Karpenter consolidation replaces the node with exact same node (EC2 instance) type #4826

badrish-s · 2023-10-13T02:05:32Z

Description

Observed Behavior:

Karpenter consolidation replaces the node with exact same node (EC2 instance) type when spec.disruption.consolidationPolicy: WhenUnderutilized is set. Also, eks-node-viewer doesn't show the node to be deleted/replaced as "Cordoned" - this was atleast the behaviour observed during consolidation with earlier versions of Karpenter.

Expected Behavior:

My understanding is, consolidation should kick-in during below situations for OnDemand instance types:

Delete a node – When pods can run on free capacity of other nodes in the cluster
Deletes a node – When node is empty
Replaces a node – When pods can run on a combination of free capacity of other nodes in the cluster + more efficient replacement node

However, I noticed the "Replace node" happens whenever Karpenter finds the node is underutilized - the node is replaced on continuous basis and with the exact same node type. In my case t4g.nano was replaced with a t4g.nano, the replacement node was not efficient then the original node in any way, rather exactly same. This behaviour made me think the replacement is happening based on utilization only.

Also, the node to be deleted/replaced should be Cordoned first, drained and deleted only after pods are placed onto the new node.

Reproduction Steps:

NodeClass.yaml (karpenter-demo is my Cluster name):

apiVersion: karpenter.k8s.aws/v1beta1
kind: EC2NodeClass
metadata:
  creationTimestamp: null
  name: default
spec:
  amiFamily: AL2
  role: KarpenterNodeRole-karpenter-demo
  securityGroupSelectorTerms:
  - tags:
      karpenter.sh/discovery: karpenter-demo
  subnetSelectorTerms:
  - tags:
      karpenter.sh/discovery: karpenter-demo
status: {}

Nodepool.yaml

apiVersion: karpenter.sh/v1beta1
kind: NodePool
metadata:
  creationTimestamp: null
  name: default
spec:
  disruption:
    consolidationPolicy: WhenUnderutilized
    expireAfter: Never
  limits:
    cpu: 10k
  template:
    spec:
      nodeClassRef:
        name: default
      requirements:
      - key: karpenter.sh/capacity-type
        operator: In
        values:
        - on-demand
      resources: {}
status: {}

Deployment.yaml

apiVersion: apps/v1
kind: Deployment
metadata:
  name: inflate
spec:
  replicas: 1
  selector:
    matchLabels:
      app: inflate
  template:
    metadata:
      labels:
        app: inflate
    spec:
      terminationGracePeriodSeconds: 0
      containers:
        - name: inflate
          image: public.ecr.aws/eks-distro/kubernetes/pause:3.7
          resources:
            requests:
              cpu: 1

Screens from eks-node-viewer:

ip-192-168-151-16.us-west-2.compute.internal (t4g.nano) is being consolidated (because it is underutilized?) and replaced with ip-192-168-24-218.us-west-2.compute.internal (again, t4g.nano).

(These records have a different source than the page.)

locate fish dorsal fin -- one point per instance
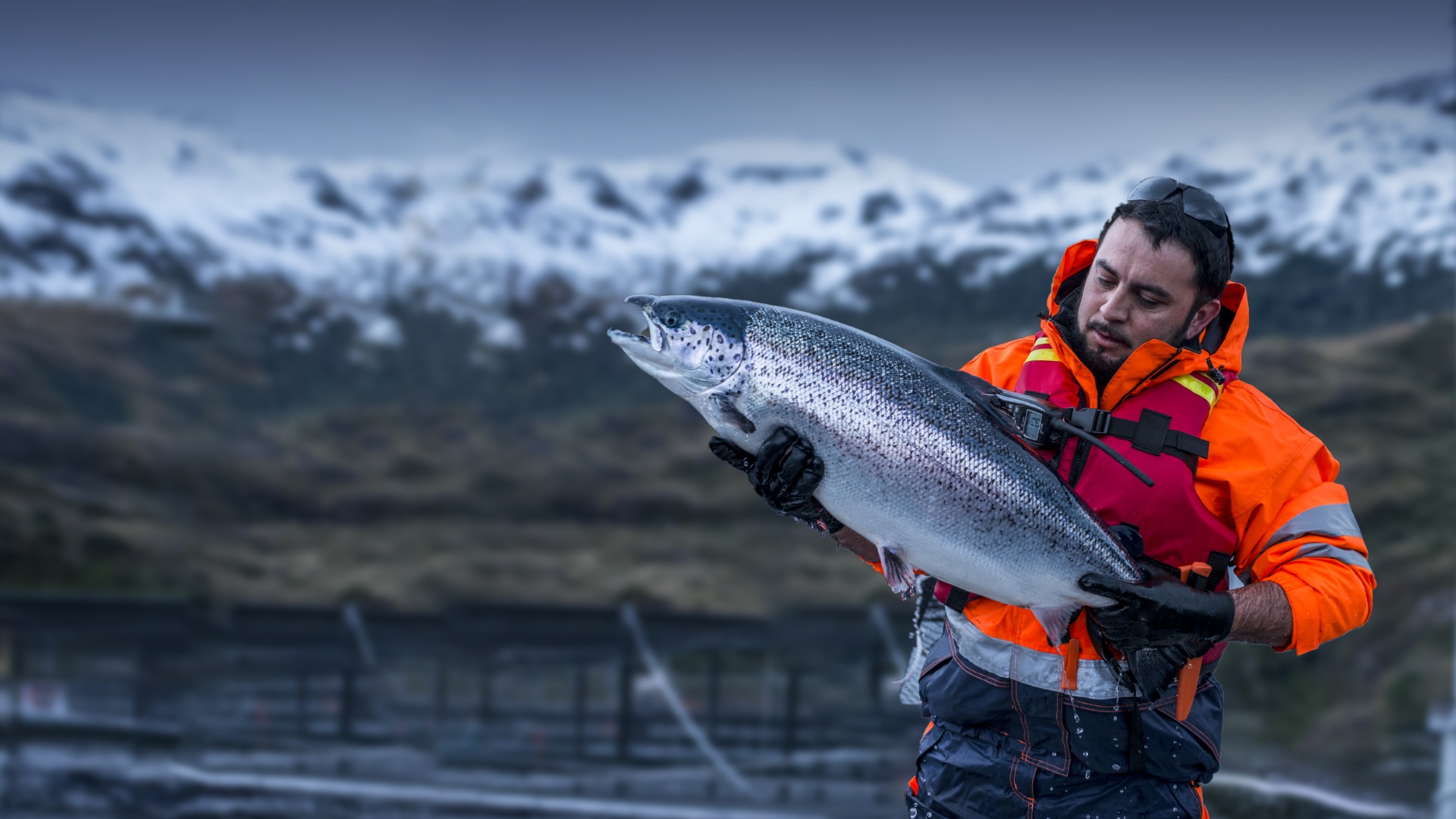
(982, 394)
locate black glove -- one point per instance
(1159, 613)
(785, 474)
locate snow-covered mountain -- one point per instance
(133, 209)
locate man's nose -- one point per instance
(1114, 309)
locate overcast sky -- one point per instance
(979, 93)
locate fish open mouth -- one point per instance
(651, 334)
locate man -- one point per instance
(1145, 327)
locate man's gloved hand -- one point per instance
(1161, 611)
(785, 474)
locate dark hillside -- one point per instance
(237, 461)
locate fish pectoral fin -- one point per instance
(982, 394)
(897, 570)
(733, 414)
(1057, 621)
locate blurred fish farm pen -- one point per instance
(118, 708)
(123, 708)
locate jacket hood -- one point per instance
(1220, 346)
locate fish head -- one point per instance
(691, 344)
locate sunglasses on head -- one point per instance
(1197, 203)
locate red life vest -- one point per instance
(1175, 526)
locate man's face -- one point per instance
(1136, 293)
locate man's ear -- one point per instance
(1203, 316)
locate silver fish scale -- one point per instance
(912, 465)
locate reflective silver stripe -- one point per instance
(1329, 521)
(1335, 553)
(1001, 657)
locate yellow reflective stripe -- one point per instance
(1204, 391)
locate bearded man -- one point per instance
(1244, 537)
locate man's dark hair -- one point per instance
(1163, 221)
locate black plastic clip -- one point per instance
(1091, 420)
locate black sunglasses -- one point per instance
(1197, 203)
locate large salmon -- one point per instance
(918, 458)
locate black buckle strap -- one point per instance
(1150, 433)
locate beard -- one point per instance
(1100, 363)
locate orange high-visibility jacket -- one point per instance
(1267, 477)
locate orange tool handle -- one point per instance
(1188, 675)
(1187, 687)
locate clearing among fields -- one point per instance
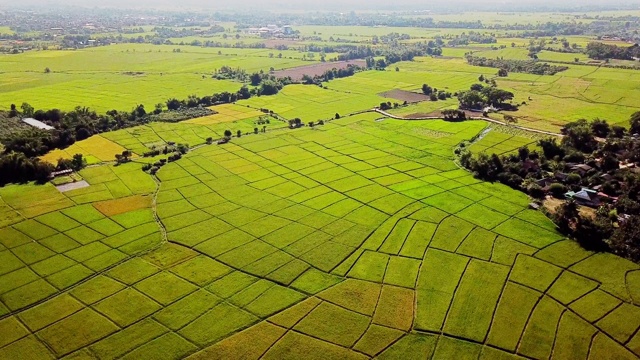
(95, 149)
(297, 73)
(356, 239)
(226, 113)
(403, 95)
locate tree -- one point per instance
(566, 215)
(174, 104)
(625, 240)
(139, 111)
(600, 128)
(244, 92)
(557, 190)
(510, 119)
(634, 121)
(269, 88)
(579, 136)
(14, 111)
(27, 110)
(471, 99)
(255, 79)
(308, 80)
(78, 162)
(426, 89)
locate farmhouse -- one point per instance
(37, 124)
(586, 197)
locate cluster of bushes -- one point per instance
(181, 114)
(600, 51)
(472, 37)
(454, 115)
(329, 75)
(176, 152)
(480, 96)
(435, 94)
(16, 167)
(556, 166)
(519, 66)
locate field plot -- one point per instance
(95, 149)
(356, 239)
(123, 76)
(297, 73)
(226, 113)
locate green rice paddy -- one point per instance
(356, 239)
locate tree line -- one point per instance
(519, 66)
(588, 156)
(601, 51)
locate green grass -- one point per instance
(477, 296)
(359, 235)
(511, 316)
(435, 289)
(76, 331)
(334, 324)
(538, 337)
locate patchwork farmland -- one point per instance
(352, 240)
(303, 222)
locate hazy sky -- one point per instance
(321, 4)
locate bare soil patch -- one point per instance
(72, 186)
(297, 73)
(123, 205)
(404, 95)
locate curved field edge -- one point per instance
(351, 240)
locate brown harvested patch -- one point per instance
(297, 73)
(376, 339)
(292, 315)
(357, 295)
(395, 308)
(121, 206)
(248, 344)
(404, 95)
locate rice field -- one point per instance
(356, 239)
(123, 76)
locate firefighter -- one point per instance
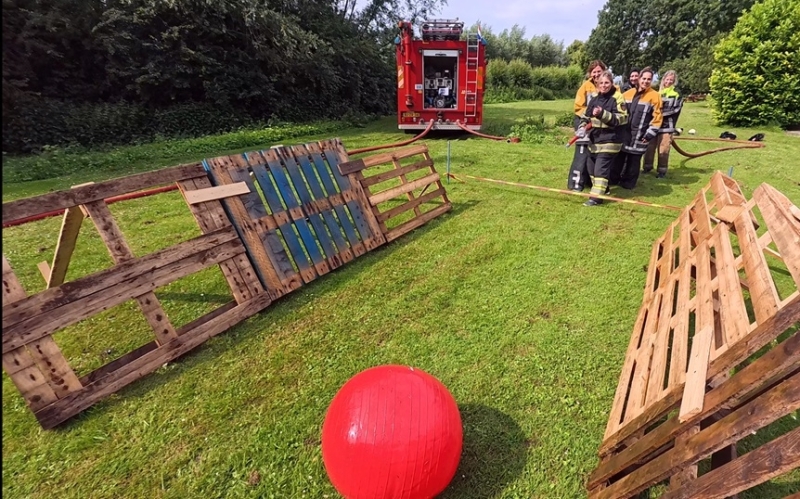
(607, 114)
(578, 178)
(671, 105)
(644, 121)
(633, 80)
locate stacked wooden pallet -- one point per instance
(271, 220)
(691, 386)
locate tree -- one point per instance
(633, 33)
(576, 54)
(754, 81)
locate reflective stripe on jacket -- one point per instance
(607, 130)
(644, 119)
(671, 106)
(582, 97)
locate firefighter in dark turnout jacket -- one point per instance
(607, 114)
(578, 177)
(671, 105)
(644, 121)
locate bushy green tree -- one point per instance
(755, 78)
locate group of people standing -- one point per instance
(616, 128)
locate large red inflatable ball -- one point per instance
(392, 432)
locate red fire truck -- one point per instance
(439, 76)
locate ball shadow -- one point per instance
(494, 454)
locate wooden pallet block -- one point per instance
(694, 318)
(30, 355)
(378, 195)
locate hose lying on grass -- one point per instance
(741, 144)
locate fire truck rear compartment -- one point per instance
(441, 81)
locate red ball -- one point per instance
(392, 432)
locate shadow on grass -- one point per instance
(495, 452)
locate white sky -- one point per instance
(565, 20)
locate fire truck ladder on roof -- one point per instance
(471, 90)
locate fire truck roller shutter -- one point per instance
(440, 78)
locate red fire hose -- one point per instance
(115, 199)
(486, 136)
(741, 144)
(396, 144)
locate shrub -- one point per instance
(754, 80)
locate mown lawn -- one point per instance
(520, 302)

After sometime, ip-192-168-24-218.us-west-2.compute.internal will be again replaced with another t4g.nano instance and the cycle repeats continuously.

Additionally, unlike earlier versions of Karpenter eks-node-viewer doesn't show the node to be replaced as "Cordoned". Since the logs were rotating fast, it was hard to check if pods were being graciously moved to the new node.

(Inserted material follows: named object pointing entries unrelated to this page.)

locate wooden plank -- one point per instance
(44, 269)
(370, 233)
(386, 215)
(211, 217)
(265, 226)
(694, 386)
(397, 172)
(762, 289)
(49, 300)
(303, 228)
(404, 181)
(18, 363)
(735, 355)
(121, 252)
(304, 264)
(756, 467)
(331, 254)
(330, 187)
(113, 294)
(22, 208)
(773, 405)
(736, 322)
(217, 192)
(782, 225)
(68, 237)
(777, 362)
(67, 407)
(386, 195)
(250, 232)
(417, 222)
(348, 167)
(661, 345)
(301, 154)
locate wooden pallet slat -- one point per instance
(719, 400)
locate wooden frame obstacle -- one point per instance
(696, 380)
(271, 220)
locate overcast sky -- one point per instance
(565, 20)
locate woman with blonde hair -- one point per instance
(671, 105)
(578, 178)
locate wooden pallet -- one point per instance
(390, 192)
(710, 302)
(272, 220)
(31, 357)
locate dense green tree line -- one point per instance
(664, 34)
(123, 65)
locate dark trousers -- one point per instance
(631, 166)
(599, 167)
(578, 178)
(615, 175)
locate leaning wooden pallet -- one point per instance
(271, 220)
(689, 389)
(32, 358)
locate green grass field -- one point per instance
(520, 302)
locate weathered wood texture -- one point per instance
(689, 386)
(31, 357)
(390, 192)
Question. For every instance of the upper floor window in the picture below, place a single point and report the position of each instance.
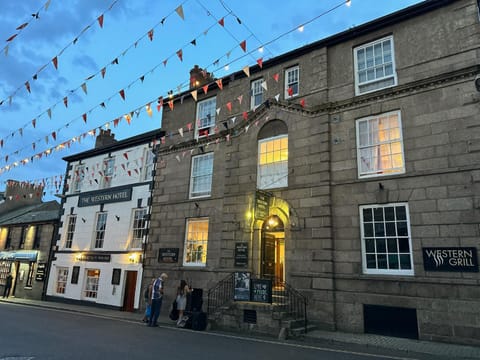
(201, 175)
(206, 111)
(100, 226)
(196, 241)
(257, 93)
(78, 176)
(292, 78)
(139, 227)
(380, 145)
(386, 243)
(273, 162)
(374, 66)
(71, 223)
(108, 171)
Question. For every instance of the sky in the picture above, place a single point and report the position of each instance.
(70, 68)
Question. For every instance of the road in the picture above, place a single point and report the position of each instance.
(39, 333)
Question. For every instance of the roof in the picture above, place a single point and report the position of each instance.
(38, 213)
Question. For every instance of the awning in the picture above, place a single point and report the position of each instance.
(19, 255)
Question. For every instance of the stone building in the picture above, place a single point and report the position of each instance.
(28, 228)
(104, 223)
(347, 168)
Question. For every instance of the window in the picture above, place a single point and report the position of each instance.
(100, 226)
(292, 76)
(386, 243)
(148, 164)
(201, 176)
(139, 227)
(206, 111)
(380, 145)
(91, 283)
(62, 277)
(257, 94)
(374, 66)
(273, 162)
(196, 240)
(71, 223)
(78, 176)
(108, 170)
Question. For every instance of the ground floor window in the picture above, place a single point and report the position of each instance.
(62, 277)
(91, 283)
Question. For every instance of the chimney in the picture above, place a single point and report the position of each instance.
(106, 137)
(199, 77)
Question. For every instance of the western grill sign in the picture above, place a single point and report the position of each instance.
(450, 259)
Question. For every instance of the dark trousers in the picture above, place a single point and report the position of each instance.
(155, 311)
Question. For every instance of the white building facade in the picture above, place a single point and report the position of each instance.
(104, 223)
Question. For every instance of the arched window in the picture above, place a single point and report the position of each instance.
(272, 166)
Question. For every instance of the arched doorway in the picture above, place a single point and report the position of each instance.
(273, 249)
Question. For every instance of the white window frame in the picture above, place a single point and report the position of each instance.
(196, 242)
(92, 277)
(377, 73)
(380, 145)
(201, 175)
(292, 79)
(256, 91)
(108, 172)
(272, 174)
(139, 227)
(61, 280)
(100, 229)
(70, 230)
(78, 176)
(386, 239)
(205, 120)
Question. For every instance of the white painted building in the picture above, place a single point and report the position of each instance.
(104, 223)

Do I have something misconfigured in NodePool or NodeClass or Deployment manifest? or is this the expected Consolidation behaviour in v1beta1 that needs additional configuration to make it work as expected? If there are no misconfigurations or additional configurations to control this, then this is a potential bug that needs attention.

Versions:

Chart Version:
Kubernetes Version (kubectl version):

Please vote on this issue by adding a 👍 reaction to the original issue to help the community and maintainers prioritize this request
Please do not leave "+1" or "me too" comments, they generate extra noise for issue followers and do not help prioritize the request
If you are interested in working on this issue or have submitted a pull request, please leave a comment

The text was updated successfully, but these errors were encountered:

sadath-12 · 2023-10-24T08:57:42Z

As far as cordening and draining of selected nodes for disruption are concerned , it will be well handled once the issue kubernetes-sigs/karpenter#624 is solved

ellistarn · 2023-10-25T17:09:21Z

You're using an unreleased version of the beta?

ellistarn · 2023-10-25T17:09:25Z

Can you provide some logs?

njtran · 2023-10-25T23:03:11Z

@badrish-s does your t4g.nano node have any node memory pressure taints?

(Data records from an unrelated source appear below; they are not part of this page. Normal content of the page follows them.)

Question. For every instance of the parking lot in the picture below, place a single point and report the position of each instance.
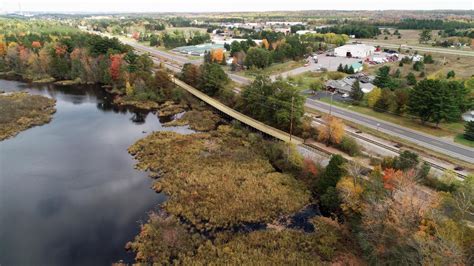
(332, 62)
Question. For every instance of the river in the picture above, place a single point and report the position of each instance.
(69, 194)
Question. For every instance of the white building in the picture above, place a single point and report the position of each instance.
(303, 32)
(354, 50)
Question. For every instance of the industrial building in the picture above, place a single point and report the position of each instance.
(355, 50)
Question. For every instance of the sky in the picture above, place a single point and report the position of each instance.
(226, 5)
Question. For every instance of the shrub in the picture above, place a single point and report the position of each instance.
(349, 145)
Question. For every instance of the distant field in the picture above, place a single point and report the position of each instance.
(463, 66)
(186, 29)
(449, 130)
(409, 37)
(274, 69)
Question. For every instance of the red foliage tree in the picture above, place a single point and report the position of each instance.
(115, 65)
(36, 44)
(60, 50)
(309, 167)
(3, 49)
(390, 178)
(136, 35)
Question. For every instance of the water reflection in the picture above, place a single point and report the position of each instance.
(68, 192)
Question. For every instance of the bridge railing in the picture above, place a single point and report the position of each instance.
(276, 133)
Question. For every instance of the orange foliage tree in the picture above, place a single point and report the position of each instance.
(3, 49)
(136, 35)
(36, 44)
(332, 131)
(115, 65)
(390, 178)
(266, 44)
(217, 55)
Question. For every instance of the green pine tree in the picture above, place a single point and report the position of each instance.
(469, 130)
(356, 93)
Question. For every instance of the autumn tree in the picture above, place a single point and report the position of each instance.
(212, 79)
(217, 56)
(356, 92)
(438, 100)
(190, 74)
(332, 131)
(3, 49)
(373, 96)
(258, 57)
(115, 65)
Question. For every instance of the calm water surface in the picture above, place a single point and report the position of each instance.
(68, 192)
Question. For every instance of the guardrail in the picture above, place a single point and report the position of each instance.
(460, 175)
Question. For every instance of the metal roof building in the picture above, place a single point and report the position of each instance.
(354, 50)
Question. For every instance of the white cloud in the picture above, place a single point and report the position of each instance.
(227, 5)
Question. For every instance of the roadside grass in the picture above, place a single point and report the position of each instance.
(461, 140)
(461, 65)
(274, 69)
(303, 81)
(187, 30)
(409, 37)
(444, 130)
(413, 146)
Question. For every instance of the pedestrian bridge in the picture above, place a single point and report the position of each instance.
(271, 131)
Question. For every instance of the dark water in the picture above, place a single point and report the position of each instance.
(68, 192)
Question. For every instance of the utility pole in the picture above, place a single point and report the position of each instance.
(330, 105)
(291, 127)
(291, 116)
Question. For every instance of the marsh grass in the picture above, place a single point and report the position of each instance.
(20, 111)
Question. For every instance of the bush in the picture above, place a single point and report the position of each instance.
(418, 66)
(349, 145)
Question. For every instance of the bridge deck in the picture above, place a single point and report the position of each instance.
(276, 133)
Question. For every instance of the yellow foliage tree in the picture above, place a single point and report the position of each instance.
(217, 55)
(350, 195)
(332, 131)
(374, 96)
(265, 44)
(129, 89)
(3, 49)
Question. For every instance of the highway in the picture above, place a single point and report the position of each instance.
(421, 139)
(427, 141)
(424, 49)
(276, 133)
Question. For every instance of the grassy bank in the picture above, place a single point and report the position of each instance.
(20, 111)
(226, 201)
(444, 129)
(274, 69)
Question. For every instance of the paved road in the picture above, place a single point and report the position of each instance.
(421, 139)
(425, 49)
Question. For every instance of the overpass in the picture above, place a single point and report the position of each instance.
(271, 131)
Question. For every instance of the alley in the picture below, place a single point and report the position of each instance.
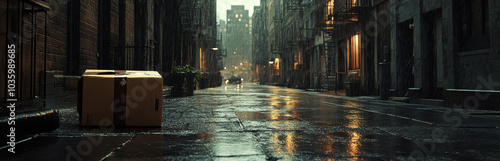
(258, 122)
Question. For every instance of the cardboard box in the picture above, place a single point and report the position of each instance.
(123, 97)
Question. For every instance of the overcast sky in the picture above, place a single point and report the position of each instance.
(224, 5)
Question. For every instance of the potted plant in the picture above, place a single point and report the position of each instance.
(185, 78)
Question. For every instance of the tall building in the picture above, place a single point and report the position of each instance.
(238, 41)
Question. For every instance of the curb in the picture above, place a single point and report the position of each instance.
(29, 124)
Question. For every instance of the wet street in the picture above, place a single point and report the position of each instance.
(257, 122)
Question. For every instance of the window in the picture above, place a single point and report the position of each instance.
(328, 17)
(473, 25)
(297, 60)
(353, 51)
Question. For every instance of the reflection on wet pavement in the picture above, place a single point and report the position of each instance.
(254, 122)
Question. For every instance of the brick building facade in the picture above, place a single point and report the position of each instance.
(93, 34)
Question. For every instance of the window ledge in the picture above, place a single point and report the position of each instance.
(475, 52)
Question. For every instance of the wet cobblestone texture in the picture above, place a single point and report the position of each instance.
(254, 122)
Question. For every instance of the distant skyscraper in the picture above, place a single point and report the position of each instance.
(238, 36)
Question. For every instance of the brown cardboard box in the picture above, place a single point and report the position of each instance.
(123, 97)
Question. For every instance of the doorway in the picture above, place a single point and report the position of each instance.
(432, 56)
(405, 58)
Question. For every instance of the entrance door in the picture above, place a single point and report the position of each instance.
(405, 57)
(432, 56)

github-actions · 2023-11-09T12:04:06Z

This issue has been inactive for 14 days. StaleBot will close this stale issue after 14 more days of inactivity.

badrish-s · 2023-11-23T12:35:06Z

Apologies. I was on vacation and didn't get a chance to respond to this issue earlier. I am back now, and I did try to set up the Karpenter v1beta1 freshly (using instructions)and applied the same set of nodepools, nodeclass and deployments. I am unable to reproduce the issue now, i.e. the node is NOT being replaced on continuous basis with exact same node type.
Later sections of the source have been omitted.